The best I can do for now is to keep them outside as much as I can encourage them to go out. Fortunately I live in a rural area. I know letting cats outdoors is unpopular in many places, for many reasons. But, if yours is not one of them, consider shooing them out the door as weather permits. A cat door is a nice thing to have.
posted by kmennie at 7:05 AM on January 16, 2014


I agree that stress and loneliness are likely a big part of this. We recently moved from Location A to nearby Location B, and we had to leave the cats at A for a few weeks while some things got sorted at B. We checked on them every day or every other day, and they had fresh food/water/litterboxes, but they were very obviously discontent and there was puking and pooping. Since we brought them to Location B, all of that stopped. It's a much smaller space so they are always with a human in the room if we're home.

I really encourage you to spend more time with them and I'm betting this will improve quite a bit.

I don't think you're a monster for considering euthanasia; this can be very frustrating. We had a dog with similar problems and I sometimes thought about giving her to another home.
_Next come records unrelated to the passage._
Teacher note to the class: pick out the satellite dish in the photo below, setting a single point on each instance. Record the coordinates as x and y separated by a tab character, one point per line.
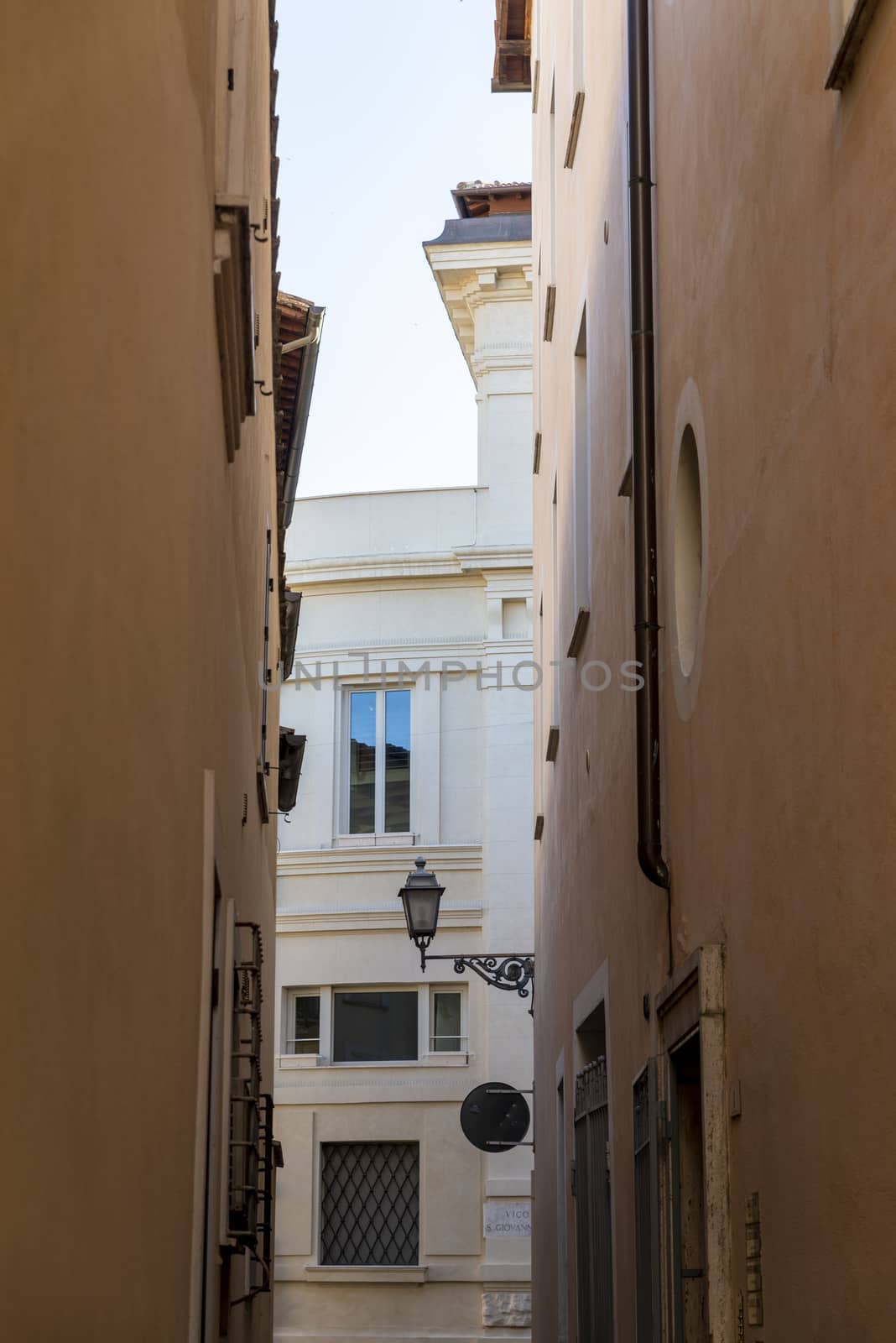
495	1116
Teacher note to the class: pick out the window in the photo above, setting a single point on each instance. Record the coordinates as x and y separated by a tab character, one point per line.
856	19
647	1206
593	1222
374	1027
378	762
371	1204
445	1022
688	1221
305	1021
688	551
581	492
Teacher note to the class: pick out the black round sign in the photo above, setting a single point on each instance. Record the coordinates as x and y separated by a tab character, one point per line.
495	1118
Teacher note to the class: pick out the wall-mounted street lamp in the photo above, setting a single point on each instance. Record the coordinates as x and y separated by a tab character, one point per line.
420	897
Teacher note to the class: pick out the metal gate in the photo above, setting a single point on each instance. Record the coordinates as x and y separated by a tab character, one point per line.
591	1189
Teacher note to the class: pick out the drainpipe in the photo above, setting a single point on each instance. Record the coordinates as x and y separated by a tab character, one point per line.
649	836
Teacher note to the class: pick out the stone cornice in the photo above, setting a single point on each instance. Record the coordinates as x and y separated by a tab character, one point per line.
373	859
443	566
371	919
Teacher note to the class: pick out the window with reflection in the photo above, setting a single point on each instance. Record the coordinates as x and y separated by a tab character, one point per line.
378	762
371	1027
362	763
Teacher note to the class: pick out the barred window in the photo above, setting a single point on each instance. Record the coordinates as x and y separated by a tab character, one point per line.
371	1204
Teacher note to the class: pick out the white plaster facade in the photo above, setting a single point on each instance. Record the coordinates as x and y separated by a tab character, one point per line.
393	582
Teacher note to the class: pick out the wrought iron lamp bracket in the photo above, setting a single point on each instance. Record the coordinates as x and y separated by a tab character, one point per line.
514	971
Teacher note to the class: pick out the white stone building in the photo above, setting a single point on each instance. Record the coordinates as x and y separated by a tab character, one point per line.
412	687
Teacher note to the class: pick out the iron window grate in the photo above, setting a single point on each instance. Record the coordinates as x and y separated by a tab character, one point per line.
371	1204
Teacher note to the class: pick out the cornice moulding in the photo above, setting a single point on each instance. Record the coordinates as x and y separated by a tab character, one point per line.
320	863
374	919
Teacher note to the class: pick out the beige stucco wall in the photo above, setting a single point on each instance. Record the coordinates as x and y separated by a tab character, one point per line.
775	301
133	588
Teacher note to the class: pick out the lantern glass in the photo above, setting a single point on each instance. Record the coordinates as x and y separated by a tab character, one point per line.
420	897
421	912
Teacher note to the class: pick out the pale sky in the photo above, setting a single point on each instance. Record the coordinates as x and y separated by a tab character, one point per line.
384	107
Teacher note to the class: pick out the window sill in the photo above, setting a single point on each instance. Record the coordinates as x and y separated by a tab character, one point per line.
385	1273
300	1061
454	1060
394	839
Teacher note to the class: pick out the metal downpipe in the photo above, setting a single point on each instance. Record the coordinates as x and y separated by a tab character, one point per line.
649	843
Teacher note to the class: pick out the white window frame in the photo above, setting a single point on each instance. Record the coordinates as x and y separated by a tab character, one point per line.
378	834
427	1058
464	1024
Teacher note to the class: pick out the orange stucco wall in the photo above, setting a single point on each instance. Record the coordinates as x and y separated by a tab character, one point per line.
133	577
775	290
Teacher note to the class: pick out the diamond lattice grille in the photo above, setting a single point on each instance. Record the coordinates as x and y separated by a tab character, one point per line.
371	1204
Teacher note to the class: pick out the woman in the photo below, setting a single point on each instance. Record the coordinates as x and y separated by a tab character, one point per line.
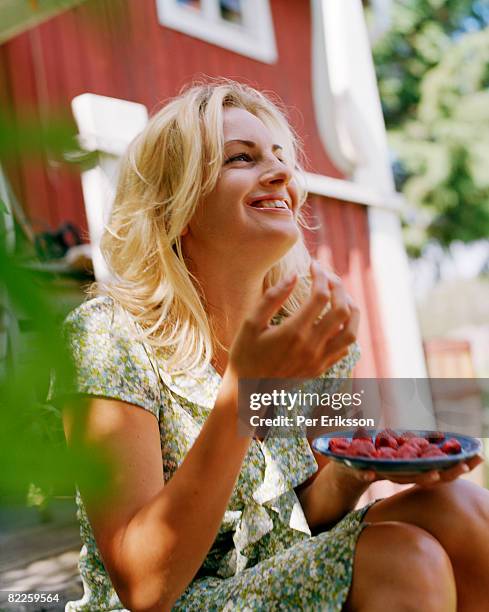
206	250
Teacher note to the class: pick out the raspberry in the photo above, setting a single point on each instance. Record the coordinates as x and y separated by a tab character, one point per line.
362	448
405	437
407	451
421	443
432	450
452	447
435	436
386	452
339	445
384	439
362	434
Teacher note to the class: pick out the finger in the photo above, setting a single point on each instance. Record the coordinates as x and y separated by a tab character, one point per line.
346	336
269	305
454	472
473	462
318	300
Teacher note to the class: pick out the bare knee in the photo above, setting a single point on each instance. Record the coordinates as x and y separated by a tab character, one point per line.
401	567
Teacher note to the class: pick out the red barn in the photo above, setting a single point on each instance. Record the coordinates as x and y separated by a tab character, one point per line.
314	54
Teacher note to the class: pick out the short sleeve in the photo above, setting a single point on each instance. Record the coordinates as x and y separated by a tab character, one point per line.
107	360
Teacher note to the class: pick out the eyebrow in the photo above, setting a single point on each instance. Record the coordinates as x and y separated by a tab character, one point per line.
251	144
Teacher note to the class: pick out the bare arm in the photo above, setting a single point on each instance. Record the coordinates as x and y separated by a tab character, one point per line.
153	538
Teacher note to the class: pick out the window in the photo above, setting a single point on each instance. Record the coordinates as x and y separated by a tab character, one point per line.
243	26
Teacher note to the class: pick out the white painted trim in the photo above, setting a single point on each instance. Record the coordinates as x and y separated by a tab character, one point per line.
255	38
348	191
107	126
353	132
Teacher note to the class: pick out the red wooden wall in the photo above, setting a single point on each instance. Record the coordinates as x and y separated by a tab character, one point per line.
125	53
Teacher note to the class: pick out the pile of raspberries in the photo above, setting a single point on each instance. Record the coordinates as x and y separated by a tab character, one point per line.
388	444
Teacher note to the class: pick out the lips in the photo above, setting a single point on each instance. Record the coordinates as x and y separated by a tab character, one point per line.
275	203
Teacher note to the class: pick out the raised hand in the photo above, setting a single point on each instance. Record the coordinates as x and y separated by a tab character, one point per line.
306	343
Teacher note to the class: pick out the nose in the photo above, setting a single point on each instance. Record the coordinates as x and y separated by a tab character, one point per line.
276	173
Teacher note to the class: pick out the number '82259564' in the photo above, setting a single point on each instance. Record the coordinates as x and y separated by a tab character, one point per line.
20	597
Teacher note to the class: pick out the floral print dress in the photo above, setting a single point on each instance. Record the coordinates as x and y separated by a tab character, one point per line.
264	556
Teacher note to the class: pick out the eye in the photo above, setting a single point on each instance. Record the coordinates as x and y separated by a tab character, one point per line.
239	157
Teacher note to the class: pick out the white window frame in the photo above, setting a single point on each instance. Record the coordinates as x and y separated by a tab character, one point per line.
255	38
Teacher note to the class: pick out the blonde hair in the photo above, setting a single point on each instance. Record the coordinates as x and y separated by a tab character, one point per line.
167	169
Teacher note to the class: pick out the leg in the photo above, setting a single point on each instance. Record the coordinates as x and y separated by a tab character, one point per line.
400	567
457	515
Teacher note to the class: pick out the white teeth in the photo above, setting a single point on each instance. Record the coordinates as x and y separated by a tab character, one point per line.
271	204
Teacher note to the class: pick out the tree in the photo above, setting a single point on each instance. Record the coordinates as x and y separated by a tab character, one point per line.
434	78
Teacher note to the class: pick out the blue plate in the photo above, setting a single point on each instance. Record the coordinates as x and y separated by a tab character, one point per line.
470	448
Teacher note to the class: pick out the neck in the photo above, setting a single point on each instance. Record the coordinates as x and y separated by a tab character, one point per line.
231	293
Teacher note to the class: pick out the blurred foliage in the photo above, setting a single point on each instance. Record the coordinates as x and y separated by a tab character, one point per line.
36	463
28	136
32	445
433	70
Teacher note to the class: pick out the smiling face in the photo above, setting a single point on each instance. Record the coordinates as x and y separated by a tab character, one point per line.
252	210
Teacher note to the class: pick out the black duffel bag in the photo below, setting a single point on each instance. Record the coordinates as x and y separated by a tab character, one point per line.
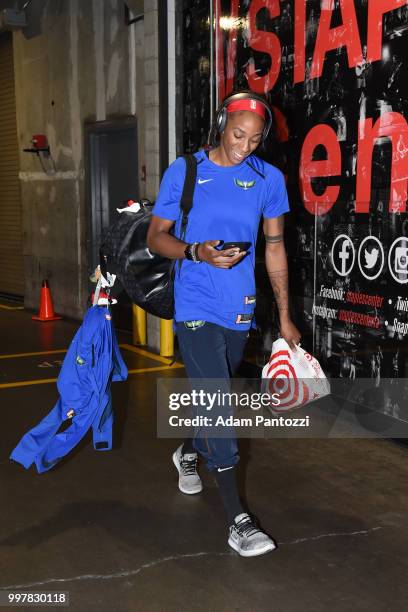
146	277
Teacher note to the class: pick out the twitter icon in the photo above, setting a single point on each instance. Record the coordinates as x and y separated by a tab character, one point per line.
371	257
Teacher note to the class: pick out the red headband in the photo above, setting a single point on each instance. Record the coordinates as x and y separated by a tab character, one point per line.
251	105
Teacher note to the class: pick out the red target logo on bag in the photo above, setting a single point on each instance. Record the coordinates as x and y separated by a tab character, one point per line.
283	381
294	378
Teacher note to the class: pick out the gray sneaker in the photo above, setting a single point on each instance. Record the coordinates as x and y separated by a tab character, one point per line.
247	539
189	480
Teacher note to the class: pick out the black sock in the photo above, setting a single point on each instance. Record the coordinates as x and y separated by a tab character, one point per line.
227	484
188	447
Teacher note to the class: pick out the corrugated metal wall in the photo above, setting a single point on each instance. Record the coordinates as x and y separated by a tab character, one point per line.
11	247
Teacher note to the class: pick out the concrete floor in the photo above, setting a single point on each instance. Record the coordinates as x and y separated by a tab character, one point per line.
114	531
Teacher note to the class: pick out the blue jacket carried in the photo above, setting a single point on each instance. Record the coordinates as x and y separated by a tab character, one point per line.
93	360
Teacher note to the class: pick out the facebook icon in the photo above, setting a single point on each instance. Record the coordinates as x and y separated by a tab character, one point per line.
345	253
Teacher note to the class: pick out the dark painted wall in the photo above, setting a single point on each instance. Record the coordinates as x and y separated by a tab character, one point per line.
336	74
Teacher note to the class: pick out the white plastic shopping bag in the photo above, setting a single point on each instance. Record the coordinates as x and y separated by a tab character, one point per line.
294	378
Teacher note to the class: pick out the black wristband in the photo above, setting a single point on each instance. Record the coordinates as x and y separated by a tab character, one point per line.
190	252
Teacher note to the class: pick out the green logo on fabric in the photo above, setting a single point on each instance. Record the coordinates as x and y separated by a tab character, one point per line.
244	184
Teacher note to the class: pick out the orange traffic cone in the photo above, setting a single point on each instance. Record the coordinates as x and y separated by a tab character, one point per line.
46	308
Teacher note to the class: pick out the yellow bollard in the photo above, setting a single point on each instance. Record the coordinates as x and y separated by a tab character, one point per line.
139	325
166	338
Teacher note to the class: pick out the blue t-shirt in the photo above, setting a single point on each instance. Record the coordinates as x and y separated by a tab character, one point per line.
228	204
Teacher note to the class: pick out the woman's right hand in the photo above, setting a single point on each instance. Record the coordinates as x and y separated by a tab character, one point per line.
220	259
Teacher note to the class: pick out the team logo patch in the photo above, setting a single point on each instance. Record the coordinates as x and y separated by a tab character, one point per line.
244	184
244	318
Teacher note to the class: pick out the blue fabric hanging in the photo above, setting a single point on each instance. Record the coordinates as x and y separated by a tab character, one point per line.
93	360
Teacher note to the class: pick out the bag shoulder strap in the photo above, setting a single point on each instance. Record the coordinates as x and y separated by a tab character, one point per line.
186	202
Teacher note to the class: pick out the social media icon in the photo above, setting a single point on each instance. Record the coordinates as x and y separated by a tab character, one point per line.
371	257
398	260
343	255
401	260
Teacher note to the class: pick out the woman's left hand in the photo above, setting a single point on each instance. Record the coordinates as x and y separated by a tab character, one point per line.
289	332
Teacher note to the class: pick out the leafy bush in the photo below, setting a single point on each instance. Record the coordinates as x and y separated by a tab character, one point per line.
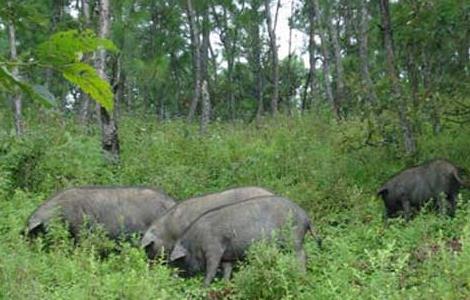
326	167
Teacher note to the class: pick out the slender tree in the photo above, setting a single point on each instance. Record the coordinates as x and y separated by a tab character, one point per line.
17	101
333	27
196	55
408	137
363	52
325	58
311	78
271	27
84	98
110	140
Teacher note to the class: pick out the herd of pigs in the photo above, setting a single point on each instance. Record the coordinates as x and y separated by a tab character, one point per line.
211	232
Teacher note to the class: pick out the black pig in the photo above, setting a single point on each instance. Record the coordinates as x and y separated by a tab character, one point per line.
411	189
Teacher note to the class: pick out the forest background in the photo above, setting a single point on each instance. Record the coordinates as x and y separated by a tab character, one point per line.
194	97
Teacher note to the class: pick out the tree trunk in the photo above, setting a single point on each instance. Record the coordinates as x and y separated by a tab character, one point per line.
230	47
195	44
289	91
256	61
206	107
17	101
311	53
109	133
274	55
339	95
85	99
325	62
363	53
408	138
205	95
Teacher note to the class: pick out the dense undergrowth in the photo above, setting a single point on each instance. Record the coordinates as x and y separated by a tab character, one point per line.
327	168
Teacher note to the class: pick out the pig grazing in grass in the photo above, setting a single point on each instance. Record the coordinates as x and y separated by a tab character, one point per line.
164	232
222	235
412	188
120	211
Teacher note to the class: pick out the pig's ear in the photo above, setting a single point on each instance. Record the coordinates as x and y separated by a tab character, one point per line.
147	240
178	252
382	192
33	226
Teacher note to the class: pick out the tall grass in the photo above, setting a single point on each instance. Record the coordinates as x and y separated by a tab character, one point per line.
325	167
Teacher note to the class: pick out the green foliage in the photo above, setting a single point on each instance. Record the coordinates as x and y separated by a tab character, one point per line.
68	47
85	77
64	51
269	273
326	167
8	82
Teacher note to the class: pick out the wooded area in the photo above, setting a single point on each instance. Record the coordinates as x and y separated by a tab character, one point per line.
198	96
398	64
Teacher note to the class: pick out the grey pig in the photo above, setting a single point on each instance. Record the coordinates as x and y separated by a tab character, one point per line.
164	232
411	189
122	211
221	236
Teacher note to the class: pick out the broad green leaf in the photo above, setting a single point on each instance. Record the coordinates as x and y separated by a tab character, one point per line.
67	47
86	77
37	92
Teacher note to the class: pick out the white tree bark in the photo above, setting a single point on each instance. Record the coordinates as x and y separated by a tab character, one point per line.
109	134
17	101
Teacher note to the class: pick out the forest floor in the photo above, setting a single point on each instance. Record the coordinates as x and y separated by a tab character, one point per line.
331	170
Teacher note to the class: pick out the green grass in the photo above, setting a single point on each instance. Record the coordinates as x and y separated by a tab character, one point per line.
321	165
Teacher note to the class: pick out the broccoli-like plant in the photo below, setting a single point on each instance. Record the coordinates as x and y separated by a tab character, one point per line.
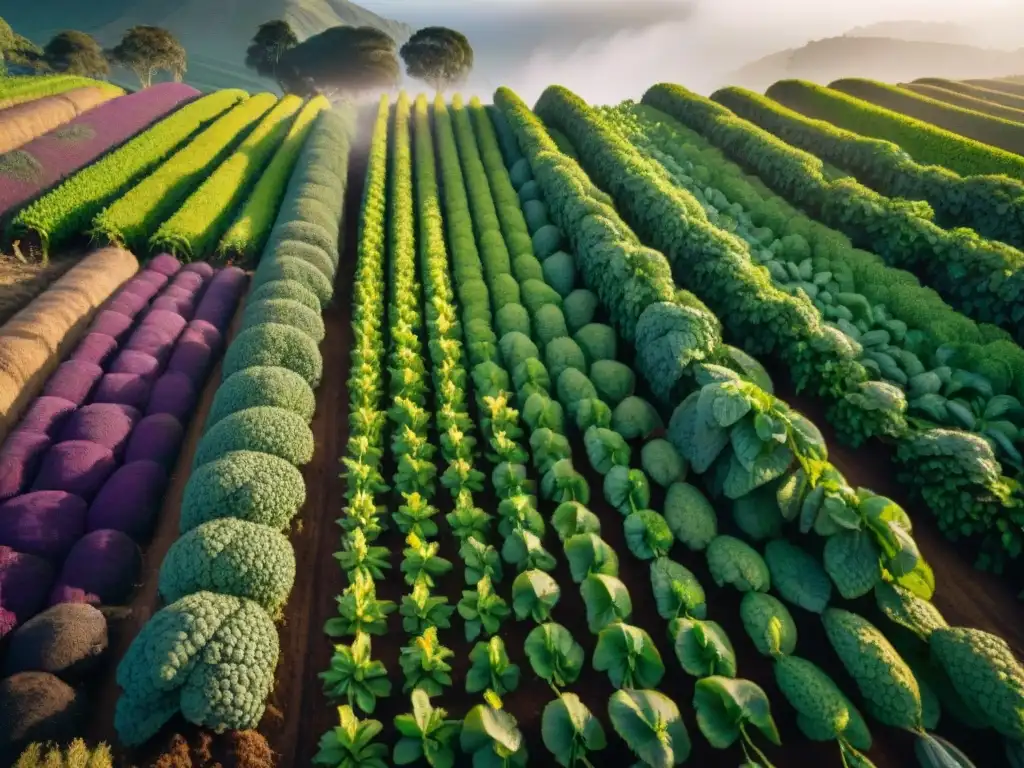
606	599
416	516
424	664
186	655
629	655
358	556
588	554
492	735
491	669
482	608
355	677
350	743
421	561
727	710
359	610
426	734
535	593
554	654
570	731
420	609
650	725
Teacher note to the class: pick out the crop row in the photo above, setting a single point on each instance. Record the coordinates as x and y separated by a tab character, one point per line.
990	131
975	91
982	279
202	218
925	142
86	469
35	340
904	334
708	431
138	212
22	89
38	165
22	124
247	236
212	651
990	205
964	98
68	210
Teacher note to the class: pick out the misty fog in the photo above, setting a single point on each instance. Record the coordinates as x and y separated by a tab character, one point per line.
609	51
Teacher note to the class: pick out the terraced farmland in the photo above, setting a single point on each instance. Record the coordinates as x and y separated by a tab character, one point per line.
448	432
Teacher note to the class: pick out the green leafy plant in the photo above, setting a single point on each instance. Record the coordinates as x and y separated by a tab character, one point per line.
355	676
491	669
350	744
606	599
420	609
357	555
492	735
482	608
727	710
426	734
359	610
421	561
649	723
570	731
629	655
535	593
424	664
554	654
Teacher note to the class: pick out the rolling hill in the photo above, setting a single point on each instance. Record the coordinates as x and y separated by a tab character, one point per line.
214	32
879	58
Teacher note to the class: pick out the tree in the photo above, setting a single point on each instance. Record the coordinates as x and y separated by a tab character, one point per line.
76	53
438	55
345	59
268	45
146	50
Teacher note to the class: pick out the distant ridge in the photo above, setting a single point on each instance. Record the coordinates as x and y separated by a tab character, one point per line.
214	32
883	58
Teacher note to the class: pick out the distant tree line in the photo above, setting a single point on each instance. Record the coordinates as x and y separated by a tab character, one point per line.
340	60
353	59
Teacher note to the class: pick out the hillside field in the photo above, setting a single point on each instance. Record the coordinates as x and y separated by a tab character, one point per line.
435	431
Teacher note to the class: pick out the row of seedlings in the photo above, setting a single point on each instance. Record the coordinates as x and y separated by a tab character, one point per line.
212	653
718	425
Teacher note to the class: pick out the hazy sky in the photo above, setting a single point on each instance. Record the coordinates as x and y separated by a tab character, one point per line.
611	50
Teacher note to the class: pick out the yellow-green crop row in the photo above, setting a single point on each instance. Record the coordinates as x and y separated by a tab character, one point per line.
247	236
202	218
133	217
16	90
68	210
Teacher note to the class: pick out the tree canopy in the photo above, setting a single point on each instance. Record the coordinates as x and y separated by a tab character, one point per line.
146	50
269	43
341	59
76	53
438	55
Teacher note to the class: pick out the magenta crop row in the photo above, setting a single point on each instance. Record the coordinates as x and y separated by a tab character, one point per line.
32	169
83	475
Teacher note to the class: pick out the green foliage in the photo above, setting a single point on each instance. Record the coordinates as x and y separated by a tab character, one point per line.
650	724
350	744
355	677
186	655
491	669
426	734
554	654
264	429
68	210
230	556
275	345
246	484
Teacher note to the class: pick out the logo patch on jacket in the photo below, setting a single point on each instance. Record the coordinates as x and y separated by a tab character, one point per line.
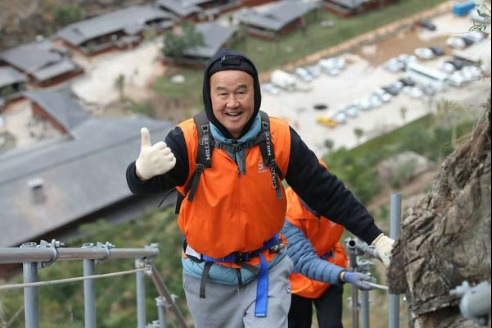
262	168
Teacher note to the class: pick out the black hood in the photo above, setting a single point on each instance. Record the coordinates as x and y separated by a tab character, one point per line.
229	59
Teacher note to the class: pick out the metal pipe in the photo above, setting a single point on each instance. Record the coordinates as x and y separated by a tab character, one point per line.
364	308
352	262
89	291
30	273
475	301
21	255
141	315
160	302
395	228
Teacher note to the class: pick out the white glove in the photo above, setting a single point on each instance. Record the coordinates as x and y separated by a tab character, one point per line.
384	246
153	160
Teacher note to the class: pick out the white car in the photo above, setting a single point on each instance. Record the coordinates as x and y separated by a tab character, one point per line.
313	70
303	74
472	73
270	88
413	92
339	117
394	65
383	95
424	53
456	42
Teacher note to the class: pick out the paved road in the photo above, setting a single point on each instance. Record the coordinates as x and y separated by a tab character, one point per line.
358	80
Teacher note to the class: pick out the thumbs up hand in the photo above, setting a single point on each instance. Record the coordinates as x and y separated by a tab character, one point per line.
153	159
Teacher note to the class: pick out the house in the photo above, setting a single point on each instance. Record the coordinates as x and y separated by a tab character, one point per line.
215	36
120	29
48	189
42	63
12	84
198	10
347	8
61	108
277	19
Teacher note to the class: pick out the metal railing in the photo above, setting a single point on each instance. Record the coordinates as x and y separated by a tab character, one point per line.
355	249
34	257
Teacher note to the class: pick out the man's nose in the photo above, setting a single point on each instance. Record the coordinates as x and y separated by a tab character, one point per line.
232	101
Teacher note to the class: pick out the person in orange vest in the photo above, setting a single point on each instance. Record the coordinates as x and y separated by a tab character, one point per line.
235	267
320	263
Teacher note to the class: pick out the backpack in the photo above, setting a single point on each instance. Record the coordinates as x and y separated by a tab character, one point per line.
206	145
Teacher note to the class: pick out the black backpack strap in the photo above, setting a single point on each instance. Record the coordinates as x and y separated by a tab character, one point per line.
203	155
268	154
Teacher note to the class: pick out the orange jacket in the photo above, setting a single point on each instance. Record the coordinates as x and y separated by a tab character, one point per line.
323	234
233	212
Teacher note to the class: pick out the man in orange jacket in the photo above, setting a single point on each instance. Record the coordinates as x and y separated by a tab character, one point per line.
235	268
319	266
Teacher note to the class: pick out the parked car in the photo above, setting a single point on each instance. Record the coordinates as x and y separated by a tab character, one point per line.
413	92
468	41
332	64
424	53
326	121
472	73
456	42
475	35
382	94
303	74
427	25
428	90
313	70
270	88
478	18
394	65
405	59
394	88
437	51
339	117
452	65
407	81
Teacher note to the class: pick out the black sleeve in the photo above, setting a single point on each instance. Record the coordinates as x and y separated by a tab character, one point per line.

She did end up having a terminal condition and we had to put her down. I thought I'd feel a little relieved that I didn't have to deal with the daily pee/poop cleanup, but I was distraught for months. My husband was the one who took her to the vet, and he still can barely speak of it over a year later. So don't overestimate the perceived relief you think you might feel once you're "rid of the problem." I don't miss the poop but I sure miss her, and if cleaning it up was what I had to endure to have her around, I'd do it.
posted by desjardins at 7:09 AM on January 16, 2014 [4 favorites]


My vet told me about The Indoor Pet Project from Ohio State University. It has a problem-solving section and is meant to help in just such situations. I don't know if it will be useful for you or not, but my vet said that she saw some amazing changes in some of the problem situations she had seen in her practice.
posted by biggreenplant at 7:11 AM on January 16, 2014 [2 favorites]


My bundle of kitty love and purrs is 16 now (I think - she was found under the house as a young kitty) and goes through occasional yacking spells. What I've found to get it under control was this:

Freshpet cat food, the kind that goes in the fridge. Yes, it's more expensive, but a lot less hassle than cleaning up constant yack.

Add to it the FortiFlora cat probiotics and feed her twice a day (or more when she wakes me up at 3 am to alert me there is no food on the plate and will surely starve)

And let her roam around the house with a 3 year old and a 13 month old. If she yacks, we clean it up. She acts like a mommy kitty and gets fretful if she can hear but not see the kids sometimes. I think your cats might want to come up and say hello and they're freaking out.
posted by skittlekicks at 7:12 AM on January 16, 2014 [1 favorite]


A little tip that worked well for us with a chronically vomiting cat was to feed her dry food on a plate instead of in a bowl. It seemed to help her not wolf her food. Made a huge difference.

We've had many cats over the years and have had a couple that needed to be isolated when they got older, and one that never was effectively litter trained (I think separated from mom too young). It has worked well for us to get a cat cage like this (not recommending this seller, just grabbed the link for the image). The cage can be in a living area so they're near people, and have daily time outside it. What worked well for us was to have it in our bedroom, and have bedtime and morning cuddle-time. You can make it both cozy and interesting for your cats. Especially if they're older and beginning to slow down, they might do very well having a cozy place to sleep near where the people are. The cats we've done this with have not seemed unhappy at all.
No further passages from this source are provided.